5.3. The learned Tribunal has then proceeded to decide the interim prayer against threat of the appellant being disqualified from participating in future RFPs/NITs. In this behalf, suffice it to say, the learned Tribunal has held in favour of the appellant, and after a fairly detailed discussion, has come to the conclusion that the appellant satisfies all three tests, viz. of making-out a prima-facie case, of satisfying the learned Tribunal that balance of convenience lies in the appellants favour, and also that irreparable loss and injury would be suffered by the appellant as a consequence. Accordingly, the learned Tribunal has held in favour of the appellant, granting a limited interim protective order as to the appellants entitlement to participate in future tenders that may be issued by the respondent.
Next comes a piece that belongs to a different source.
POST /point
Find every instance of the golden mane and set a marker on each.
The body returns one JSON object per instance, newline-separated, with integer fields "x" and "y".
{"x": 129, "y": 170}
6. However, insofar as the relief sought against invocation of the 02 bank guarantees is concerned, the learned Tribunal has held against the appellant. This is the essential grievance raised by the appellant by way of the present appeal.
7. On this point, the impugned order proceeds in the following backdrop:
Injunction in respect of Bank Guarantees
47. As we have pointed out in the narration of facts, the claimant submitted two Bank Guarantees dated 27-06-2022 for a total amount of Rs. 12,29,30,754/-. On 10-02-2023, the respondent sent a mail to the Canara Bank invoking the Bank Guarantees to the extent of Rs. 5,35,72,684/-. But this invocation was withdrawn immediately, by the respondent, as they found that the payments due to the claimant under the Interim Payment Certificates, was adequate to secure their interests.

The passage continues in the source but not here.